2. Earlier this year, X homaged and updated The Texas Chain Saw Massacre for a cinephile generation hungry to see itself in the spotlight: Mia Goth plays an aspiring porn actress, who along with her crew, runs afoul of a murderous old woman (also played by Goth). X was cool, but the prequel Pearl, also released this year (and, like X, directed by Ti West), is on another level entirely: Goth returns to reveal the old woman’s youth in World War I-era Texas, struggling to contain her sociopathic impulses and desire for fame and recognition against the strictness of her German immigrant family, her absent husband fighting the war, and the fears of contamination brought on by the 1918 influenza epidemic (filmmakers have tried with various levels of success to deal with Covid as a plot point, but this is the best I have seen, “pandemic cinema” that succeeds by analogy rather than hitting the subject head-on). Where X borrowed the grimy vocabulary of TCSM and Psycho and calls attention to its cleverness through a nerdy film director character, Pearl mimics Hollywood’s Golden Age through a surging, romantic score and visual references to The Wizard of Oz and the silent films Pearl hopes to star in, and the result is magical. Magical, and terrifying.

1. I’ve enjoyed all of writer-director Jordan Peele’s films so far, but I suspect Nope is the one I’ll revisit the most for its ominous Western/monster movie vibe. Daniel Kaluuya and Keke Palmer play sibling heirs to a ranch that supplies horses to movie and television productions, left to run things on their own after their father’s death. A series of weird events around the isolated ranch and centered on a former child actor’s (Steven Yeun) nearby tourist trap leads the siblings to suspect UFO activity. I don’t want to spoil anything else, but Nope is scary, funny, and awe-inspiring; Peele knows his Fortean lore, the plotting is tight and fast-paced, and the meditations on spectacle and the treatment of animals in show business don’t feel like an afterthought or a heavy-handed message. I’m also fascinated by the observation that Nope is in part an homage to Steven Spielberg’s career, with numerous references in the visuals and names of characters, and that it’s ultimately a study of the “Spielberg face,” the trademark expressive close-up used to project a sense of awe and wonder in so many of the director’s films.

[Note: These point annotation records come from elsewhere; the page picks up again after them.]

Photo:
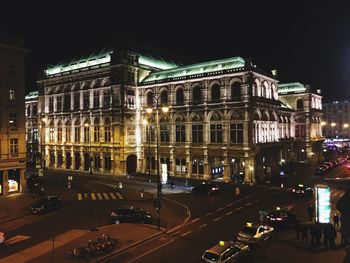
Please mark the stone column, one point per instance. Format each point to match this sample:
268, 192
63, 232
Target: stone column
22, 180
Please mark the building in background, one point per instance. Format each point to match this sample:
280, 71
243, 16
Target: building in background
12, 122
32, 129
227, 118
336, 123
307, 120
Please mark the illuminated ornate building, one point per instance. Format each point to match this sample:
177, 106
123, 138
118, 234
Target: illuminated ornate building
12, 131
307, 119
225, 118
32, 129
336, 119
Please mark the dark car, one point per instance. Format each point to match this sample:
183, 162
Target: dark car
206, 188
46, 205
302, 191
280, 218
131, 215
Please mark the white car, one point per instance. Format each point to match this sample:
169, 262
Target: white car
253, 234
225, 252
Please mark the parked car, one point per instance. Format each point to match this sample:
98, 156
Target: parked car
206, 188
281, 218
302, 191
253, 234
131, 215
225, 251
46, 205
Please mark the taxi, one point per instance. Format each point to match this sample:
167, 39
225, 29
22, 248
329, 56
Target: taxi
253, 234
225, 251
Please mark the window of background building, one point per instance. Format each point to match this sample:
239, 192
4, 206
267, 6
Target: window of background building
52, 134
86, 134
96, 99
51, 104
67, 102
106, 98
12, 95
59, 103
236, 133
164, 133
180, 131
96, 133
12, 71
197, 133
77, 134
59, 134
13, 119
68, 134
76, 101
14, 145
86, 100
215, 133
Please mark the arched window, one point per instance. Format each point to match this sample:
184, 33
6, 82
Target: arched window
236, 91
164, 98
149, 99
215, 93
179, 97
197, 95
300, 104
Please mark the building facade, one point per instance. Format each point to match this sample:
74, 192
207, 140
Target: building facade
32, 127
226, 118
336, 119
12, 122
307, 120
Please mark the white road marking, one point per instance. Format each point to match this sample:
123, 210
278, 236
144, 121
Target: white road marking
119, 195
16, 239
185, 234
113, 196
194, 220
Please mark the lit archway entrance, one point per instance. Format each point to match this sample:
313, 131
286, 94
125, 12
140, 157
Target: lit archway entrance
131, 163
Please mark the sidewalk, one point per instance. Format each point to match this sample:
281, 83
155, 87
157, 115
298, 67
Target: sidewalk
128, 235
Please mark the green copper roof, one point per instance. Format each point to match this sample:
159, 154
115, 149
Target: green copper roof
92, 60
148, 60
293, 87
205, 67
32, 95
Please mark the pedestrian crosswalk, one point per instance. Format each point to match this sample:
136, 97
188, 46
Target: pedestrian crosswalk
99, 196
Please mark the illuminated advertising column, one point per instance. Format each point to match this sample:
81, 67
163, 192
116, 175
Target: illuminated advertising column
322, 203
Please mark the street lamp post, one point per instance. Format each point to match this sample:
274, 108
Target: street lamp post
157, 202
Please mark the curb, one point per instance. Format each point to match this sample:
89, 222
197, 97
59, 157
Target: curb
128, 247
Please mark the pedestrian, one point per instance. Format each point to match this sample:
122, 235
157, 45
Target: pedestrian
310, 211
237, 191
297, 229
332, 232
304, 233
336, 220
344, 238
318, 234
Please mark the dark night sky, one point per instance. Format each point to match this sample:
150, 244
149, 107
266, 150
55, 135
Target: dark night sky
307, 41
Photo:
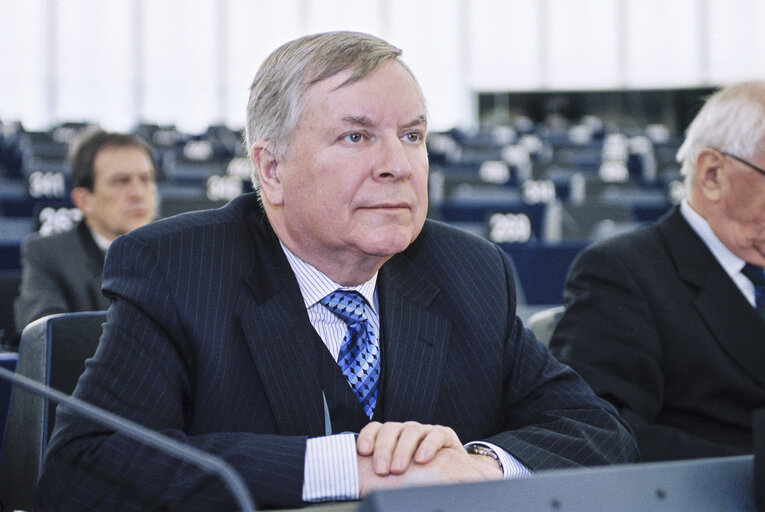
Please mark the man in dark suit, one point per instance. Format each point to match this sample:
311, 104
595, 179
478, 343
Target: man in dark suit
664, 321
114, 186
269, 334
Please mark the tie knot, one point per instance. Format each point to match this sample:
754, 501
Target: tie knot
347, 304
755, 274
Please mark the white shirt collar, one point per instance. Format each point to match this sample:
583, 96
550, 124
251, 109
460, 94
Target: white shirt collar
729, 261
315, 285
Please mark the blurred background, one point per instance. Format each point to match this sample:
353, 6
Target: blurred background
555, 122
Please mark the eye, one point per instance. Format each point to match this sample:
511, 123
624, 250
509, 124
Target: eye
354, 138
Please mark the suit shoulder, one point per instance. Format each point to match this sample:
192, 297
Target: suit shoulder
438, 240
233, 212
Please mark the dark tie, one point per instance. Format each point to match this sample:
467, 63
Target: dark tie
359, 356
757, 276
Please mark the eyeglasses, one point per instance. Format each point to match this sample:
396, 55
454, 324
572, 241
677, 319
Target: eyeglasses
745, 162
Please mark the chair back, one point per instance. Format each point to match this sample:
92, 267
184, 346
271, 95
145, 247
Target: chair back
53, 350
9, 290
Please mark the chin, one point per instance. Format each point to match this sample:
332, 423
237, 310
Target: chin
390, 244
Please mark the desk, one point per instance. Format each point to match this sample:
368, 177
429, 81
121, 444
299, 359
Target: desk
344, 506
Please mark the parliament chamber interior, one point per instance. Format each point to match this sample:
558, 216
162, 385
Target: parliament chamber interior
555, 125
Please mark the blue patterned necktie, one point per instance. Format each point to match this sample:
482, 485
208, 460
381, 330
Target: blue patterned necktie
359, 356
757, 276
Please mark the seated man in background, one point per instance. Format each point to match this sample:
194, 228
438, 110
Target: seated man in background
666, 322
269, 331
114, 186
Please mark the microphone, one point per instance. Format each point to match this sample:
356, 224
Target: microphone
205, 461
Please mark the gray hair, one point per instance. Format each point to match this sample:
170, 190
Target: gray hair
731, 120
274, 107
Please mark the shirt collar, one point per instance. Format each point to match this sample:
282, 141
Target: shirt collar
315, 285
729, 261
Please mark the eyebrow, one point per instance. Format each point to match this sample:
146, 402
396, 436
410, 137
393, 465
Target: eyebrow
365, 121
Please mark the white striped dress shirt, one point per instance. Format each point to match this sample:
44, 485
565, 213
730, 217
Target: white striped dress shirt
331, 470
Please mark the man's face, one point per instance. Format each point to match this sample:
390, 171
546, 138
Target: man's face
124, 195
352, 186
740, 222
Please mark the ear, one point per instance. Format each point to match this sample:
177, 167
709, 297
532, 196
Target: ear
710, 174
266, 166
81, 199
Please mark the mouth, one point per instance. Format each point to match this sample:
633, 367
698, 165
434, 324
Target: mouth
388, 206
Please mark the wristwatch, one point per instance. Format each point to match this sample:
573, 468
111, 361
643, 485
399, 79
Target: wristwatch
482, 449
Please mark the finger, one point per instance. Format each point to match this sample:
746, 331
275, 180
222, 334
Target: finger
385, 443
365, 442
409, 440
438, 437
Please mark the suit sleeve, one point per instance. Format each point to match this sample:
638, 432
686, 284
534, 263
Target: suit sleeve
608, 335
141, 371
552, 417
41, 292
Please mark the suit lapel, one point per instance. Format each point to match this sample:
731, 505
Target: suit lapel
278, 334
732, 320
414, 342
93, 263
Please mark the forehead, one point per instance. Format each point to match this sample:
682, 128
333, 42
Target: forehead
389, 91
122, 158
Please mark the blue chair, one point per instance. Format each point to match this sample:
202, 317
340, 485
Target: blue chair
8, 361
52, 351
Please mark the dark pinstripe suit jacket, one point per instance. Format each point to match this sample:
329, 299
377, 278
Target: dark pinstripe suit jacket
656, 325
208, 340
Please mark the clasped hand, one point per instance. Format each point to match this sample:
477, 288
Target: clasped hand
396, 454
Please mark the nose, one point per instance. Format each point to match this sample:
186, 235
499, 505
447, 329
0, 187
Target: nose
394, 162
141, 188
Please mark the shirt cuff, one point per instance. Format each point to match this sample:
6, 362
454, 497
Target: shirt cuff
331, 470
511, 467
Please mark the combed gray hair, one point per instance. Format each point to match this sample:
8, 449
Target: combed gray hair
274, 107
731, 120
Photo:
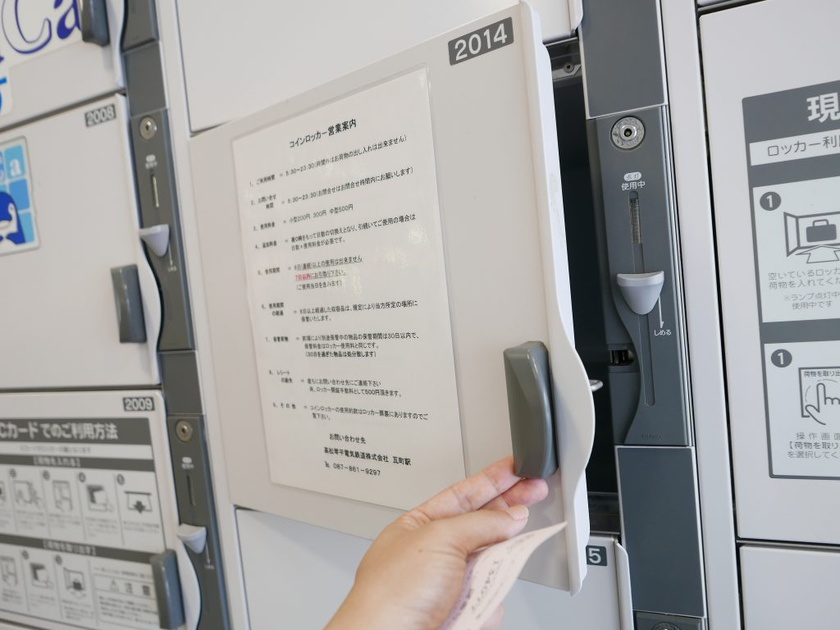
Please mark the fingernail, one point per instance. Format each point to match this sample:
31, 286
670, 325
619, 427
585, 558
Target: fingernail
518, 512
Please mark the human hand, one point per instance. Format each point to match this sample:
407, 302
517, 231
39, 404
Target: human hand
412, 575
827, 408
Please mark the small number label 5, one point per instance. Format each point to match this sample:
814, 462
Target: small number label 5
596, 555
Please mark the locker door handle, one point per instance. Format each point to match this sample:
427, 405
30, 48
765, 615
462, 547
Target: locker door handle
129, 301
190, 588
93, 20
529, 403
168, 590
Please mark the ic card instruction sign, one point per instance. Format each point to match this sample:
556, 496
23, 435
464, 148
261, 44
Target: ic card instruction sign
80, 519
343, 247
793, 150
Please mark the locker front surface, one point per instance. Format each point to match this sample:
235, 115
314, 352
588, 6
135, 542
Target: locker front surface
82, 308
488, 204
773, 129
281, 551
237, 49
87, 509
46, 64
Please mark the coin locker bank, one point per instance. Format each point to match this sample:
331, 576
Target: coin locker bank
275, 273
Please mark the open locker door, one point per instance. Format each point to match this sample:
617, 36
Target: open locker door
370, 249
54, 54
69, 240
88, 526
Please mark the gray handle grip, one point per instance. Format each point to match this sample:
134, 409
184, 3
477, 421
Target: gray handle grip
94, 22
129, 301
168, 590
528, 380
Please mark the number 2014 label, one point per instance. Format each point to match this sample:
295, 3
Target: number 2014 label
482, 41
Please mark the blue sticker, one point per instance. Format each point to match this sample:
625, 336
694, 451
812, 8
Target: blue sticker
18, 231
27, 226
15, 162
19, 190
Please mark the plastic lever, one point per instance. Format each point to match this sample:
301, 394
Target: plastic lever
156, 238
528, 380
129, 301
194, 537
93, 21
641, 290
168, 590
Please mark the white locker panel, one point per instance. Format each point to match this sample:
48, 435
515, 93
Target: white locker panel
319, 566
505, 275
242, 57
789, 588
68, 217
86, 500
45, 65
774, 128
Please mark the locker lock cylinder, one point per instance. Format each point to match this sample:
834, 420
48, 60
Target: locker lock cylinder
148, 128
183, 430
628, 133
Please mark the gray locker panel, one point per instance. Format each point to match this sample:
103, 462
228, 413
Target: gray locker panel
661, 529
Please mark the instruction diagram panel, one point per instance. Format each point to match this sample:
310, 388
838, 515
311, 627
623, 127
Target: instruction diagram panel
79, 520
793, 148
342, 239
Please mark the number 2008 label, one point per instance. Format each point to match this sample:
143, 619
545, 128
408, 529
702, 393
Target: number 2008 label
101, 115
482, 41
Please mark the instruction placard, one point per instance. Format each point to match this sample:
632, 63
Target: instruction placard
793, 150
80, 519
346, 284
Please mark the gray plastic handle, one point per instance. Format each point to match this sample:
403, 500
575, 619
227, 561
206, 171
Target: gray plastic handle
94, 22
528, 378
168, 590
129, 301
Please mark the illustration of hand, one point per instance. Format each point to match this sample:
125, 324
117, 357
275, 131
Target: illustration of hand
827, 408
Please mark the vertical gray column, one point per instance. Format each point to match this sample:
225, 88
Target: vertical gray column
629, 141
161, 231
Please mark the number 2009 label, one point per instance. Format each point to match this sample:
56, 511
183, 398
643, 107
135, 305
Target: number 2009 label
482, 41
138, 403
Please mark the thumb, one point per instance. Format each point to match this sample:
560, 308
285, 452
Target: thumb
474, 530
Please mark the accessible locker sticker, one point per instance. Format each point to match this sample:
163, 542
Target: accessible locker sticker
347, 291
793, 149
18, 232
79, 521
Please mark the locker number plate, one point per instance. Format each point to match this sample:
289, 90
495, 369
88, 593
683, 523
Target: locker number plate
596, 556
484, 40
138, 403
100, 115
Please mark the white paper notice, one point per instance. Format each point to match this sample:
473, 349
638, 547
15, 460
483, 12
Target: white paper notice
491, 573
347, 291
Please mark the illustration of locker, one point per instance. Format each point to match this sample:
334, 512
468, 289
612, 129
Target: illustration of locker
821, 230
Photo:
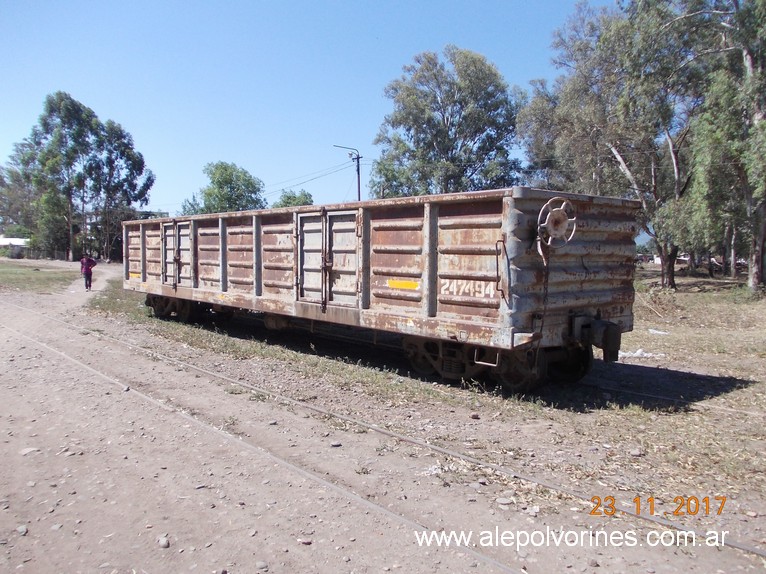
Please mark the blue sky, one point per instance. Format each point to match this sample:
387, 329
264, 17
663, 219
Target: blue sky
271, 86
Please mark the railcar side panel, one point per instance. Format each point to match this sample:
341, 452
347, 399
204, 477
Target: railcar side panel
461, 268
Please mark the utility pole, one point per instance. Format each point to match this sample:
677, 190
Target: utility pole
355, 157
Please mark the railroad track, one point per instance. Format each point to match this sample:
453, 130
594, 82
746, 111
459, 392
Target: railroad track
282, 399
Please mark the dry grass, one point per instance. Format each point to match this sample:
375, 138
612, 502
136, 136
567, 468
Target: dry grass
26, 276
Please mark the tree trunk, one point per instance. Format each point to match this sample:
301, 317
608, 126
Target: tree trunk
669, 266
755, 264
70, 224
668, 255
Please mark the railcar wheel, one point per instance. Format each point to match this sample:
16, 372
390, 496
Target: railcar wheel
421, 365
416, 351
575, 367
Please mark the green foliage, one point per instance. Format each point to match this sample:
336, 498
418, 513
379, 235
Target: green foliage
291, 198
451, 130
53, 230
231, 188
76, 169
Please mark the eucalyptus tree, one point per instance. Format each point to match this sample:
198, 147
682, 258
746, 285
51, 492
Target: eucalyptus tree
452, 128
730, 144
617, 121
231, 188
119, 179
62, 143
18, 196
72, 165
292, 198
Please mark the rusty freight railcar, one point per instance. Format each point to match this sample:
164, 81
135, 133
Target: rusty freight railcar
520, 283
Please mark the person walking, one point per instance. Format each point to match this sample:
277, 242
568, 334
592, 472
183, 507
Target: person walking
87, 263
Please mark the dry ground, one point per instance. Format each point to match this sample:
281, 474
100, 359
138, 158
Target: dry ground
114, 452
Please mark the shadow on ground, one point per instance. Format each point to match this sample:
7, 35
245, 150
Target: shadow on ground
609, 385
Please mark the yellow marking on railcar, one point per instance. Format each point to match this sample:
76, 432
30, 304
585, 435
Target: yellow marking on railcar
404, 284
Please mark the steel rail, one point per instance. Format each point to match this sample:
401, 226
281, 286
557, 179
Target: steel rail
502, 469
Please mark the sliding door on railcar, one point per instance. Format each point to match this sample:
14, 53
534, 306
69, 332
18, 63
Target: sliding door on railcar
176, 254
328, 258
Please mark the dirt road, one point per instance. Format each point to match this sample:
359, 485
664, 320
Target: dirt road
122, 454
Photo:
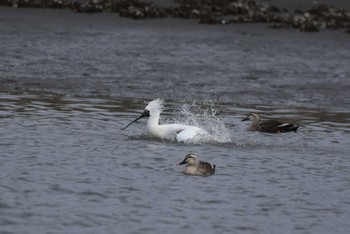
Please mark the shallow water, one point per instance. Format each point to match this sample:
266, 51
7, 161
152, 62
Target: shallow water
66, 167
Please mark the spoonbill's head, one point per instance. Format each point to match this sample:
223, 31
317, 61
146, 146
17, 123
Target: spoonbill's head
154, 108
251, 116
190, 159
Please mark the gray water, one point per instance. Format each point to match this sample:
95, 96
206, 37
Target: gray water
70, 82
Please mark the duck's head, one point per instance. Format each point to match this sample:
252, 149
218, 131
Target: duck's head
251, 116
153, 108
190, 159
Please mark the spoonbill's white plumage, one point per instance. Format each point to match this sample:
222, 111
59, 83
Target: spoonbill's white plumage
180, 132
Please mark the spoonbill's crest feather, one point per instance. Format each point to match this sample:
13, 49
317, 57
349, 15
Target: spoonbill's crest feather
155, 105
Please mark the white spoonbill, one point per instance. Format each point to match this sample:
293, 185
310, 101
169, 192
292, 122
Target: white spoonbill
180, 132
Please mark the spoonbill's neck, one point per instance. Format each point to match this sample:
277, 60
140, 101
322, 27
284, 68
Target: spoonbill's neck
153, 121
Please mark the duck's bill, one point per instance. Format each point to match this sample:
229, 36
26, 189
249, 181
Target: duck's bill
143, 115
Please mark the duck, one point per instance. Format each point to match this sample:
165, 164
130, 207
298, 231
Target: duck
269, 126
196, 167
179, 132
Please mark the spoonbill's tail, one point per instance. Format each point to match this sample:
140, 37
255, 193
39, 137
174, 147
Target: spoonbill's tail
143, 115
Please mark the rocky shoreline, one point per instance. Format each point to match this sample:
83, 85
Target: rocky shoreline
319, 17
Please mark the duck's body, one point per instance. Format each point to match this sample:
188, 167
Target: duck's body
179, 132
196, 167
269, 126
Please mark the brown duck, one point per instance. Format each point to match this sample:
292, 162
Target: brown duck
269, 126
196, 167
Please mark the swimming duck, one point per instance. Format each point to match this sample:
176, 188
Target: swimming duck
181, 132
269, 126
196, 167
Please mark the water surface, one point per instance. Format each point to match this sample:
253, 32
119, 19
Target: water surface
71, 82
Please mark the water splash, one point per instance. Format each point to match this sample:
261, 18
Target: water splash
205, 115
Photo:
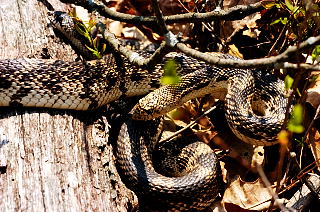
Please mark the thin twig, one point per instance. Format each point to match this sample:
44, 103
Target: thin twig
189, 125
268, 186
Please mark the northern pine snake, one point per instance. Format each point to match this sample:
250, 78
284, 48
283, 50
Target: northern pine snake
89, 85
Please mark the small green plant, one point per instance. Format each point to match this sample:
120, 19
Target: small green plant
170, 75
93, 44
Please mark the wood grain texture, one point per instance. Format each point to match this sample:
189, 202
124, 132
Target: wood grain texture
52, 160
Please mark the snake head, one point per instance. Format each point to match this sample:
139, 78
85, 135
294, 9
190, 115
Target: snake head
155, 104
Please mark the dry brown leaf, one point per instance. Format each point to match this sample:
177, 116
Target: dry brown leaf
248, 196
314, 140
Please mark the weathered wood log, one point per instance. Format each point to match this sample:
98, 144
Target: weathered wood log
52, 160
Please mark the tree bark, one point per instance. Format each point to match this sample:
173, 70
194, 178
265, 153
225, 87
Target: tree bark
52, 160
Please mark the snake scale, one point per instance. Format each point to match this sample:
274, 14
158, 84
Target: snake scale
93, 84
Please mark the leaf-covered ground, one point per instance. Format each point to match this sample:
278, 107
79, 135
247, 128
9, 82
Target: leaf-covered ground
281, 177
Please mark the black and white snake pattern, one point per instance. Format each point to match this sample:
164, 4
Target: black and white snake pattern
92, 84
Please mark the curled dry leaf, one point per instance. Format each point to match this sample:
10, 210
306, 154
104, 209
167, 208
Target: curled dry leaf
313, 93
250, 196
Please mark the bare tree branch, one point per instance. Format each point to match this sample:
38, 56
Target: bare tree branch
233, 13
279, 61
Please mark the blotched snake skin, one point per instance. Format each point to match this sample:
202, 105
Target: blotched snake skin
93, 84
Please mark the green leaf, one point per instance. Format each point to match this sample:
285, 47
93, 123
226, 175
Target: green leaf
315, 52
296, 119
288, 81
170, 75
269, 4
289, 5
280, 20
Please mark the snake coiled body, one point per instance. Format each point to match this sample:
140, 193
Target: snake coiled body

Honorable Mention: Over the years a number of self-distributed films have made their way to YouTube, sometimes for a limited time and sometimes for good. This year, the most interesting YouTube-distributed film I saw was Ambient Trip Commander, a one-man animated production drawn, animated, and scored by Danny Wolfers, who performs under the name Legowelt. The story is simple but not straightforward: an aimless young woman spends her days working in a synthesizer shop until a mysterious summons draws her to a distant town, home to both a Paleolithic cave and a mountain castle. A sinister pink being stalks her as she makes her way to her destination. With a handmade look and a cool electronic soundtrack, Ambient Trip Commander is mostly about vibes, a meditation on expanding consciousness and a love letter to retro synths and computers. It successfully captures the dreamlike feeling of being alone, traveling across an empty landscape at night: it’s both cozy and a little spooky.

Thanks for reading and following, and have a great 2023!